For the three major outlier industries in 2022 (leisure & hospitality, retail trade, and transportation & warehousing), we have provided some forecasts of wage growth under the “soft-landing” scenario.
Leisure and hospitality’s growth last year stood out the most by far; gains for both wages and employment exceeded expectations. The peak may have happened in Q1 last year, as wage growth appears to be decelerating quickly. Into 2023, we anticipate that wages will continue this trend, ending in the 5-5.5% range in Q4 of this year.
For retail, many of the same patterns that emerged in the service industry will be mirrored in this sector. Wage growth was equally as strong in 2021 and the first half of 2022, with an incremental decline in the latter half. We anticipate that wages will follow the same trend and end in the 3.5%-4.0% range at the end of the year.

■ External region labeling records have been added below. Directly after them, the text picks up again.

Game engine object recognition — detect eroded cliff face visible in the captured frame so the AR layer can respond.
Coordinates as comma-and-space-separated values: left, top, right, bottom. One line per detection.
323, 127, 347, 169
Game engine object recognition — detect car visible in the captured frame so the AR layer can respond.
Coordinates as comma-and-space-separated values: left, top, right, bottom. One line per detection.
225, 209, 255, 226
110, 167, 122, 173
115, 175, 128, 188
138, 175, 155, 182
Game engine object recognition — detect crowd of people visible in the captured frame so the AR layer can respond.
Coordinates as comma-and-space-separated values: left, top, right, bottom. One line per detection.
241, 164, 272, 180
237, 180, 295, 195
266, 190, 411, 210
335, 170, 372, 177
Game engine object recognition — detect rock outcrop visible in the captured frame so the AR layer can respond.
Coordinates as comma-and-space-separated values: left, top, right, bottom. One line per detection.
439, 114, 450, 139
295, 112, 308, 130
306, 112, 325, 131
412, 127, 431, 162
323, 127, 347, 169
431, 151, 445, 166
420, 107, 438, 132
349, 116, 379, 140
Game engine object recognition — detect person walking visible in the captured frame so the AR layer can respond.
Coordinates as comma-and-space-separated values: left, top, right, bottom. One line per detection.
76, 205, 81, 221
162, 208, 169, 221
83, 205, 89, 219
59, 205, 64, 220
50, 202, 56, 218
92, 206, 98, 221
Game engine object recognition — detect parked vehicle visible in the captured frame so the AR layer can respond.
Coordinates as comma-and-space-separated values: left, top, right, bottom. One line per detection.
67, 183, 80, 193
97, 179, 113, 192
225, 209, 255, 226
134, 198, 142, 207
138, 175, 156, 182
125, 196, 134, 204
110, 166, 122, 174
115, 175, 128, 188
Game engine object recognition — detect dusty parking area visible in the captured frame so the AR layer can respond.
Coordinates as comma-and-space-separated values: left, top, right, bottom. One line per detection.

Lastly, transportation and warehousing had much more modest wage gains last year compared to the previous two industries – though still historically robust. Wages were up 3.5% from the year before in Q4, and we anticipate the possibility of upside growth in the 3.75%-4% range by the end 2023.
What Does This Mean For Recruiters?
The labor market remains tight and wage growth is elevated. However, shifts within major industries indicate a coming change. There is no one labor market – recruiters need to pay special attention to the ultimate drivers of growth within their industry, as well as broader macroeconomic factors. For recruiters in leisure & hospitality, monitor the sales of food and drinking places. Likewise, for recruiters in the goods-sector, watch retail trade sales closely. For transportation & warehousing consider durable goods orders.
A series of autoregressive integrated moving average exogenous variables (ARIMAX) models were used to forecast quarterly growth rates in wages for the three industries presented. Additionally, macroeconomic indicators were included to capture changes in the labor market including the labor force participation, unemployment rate, and consumer price index.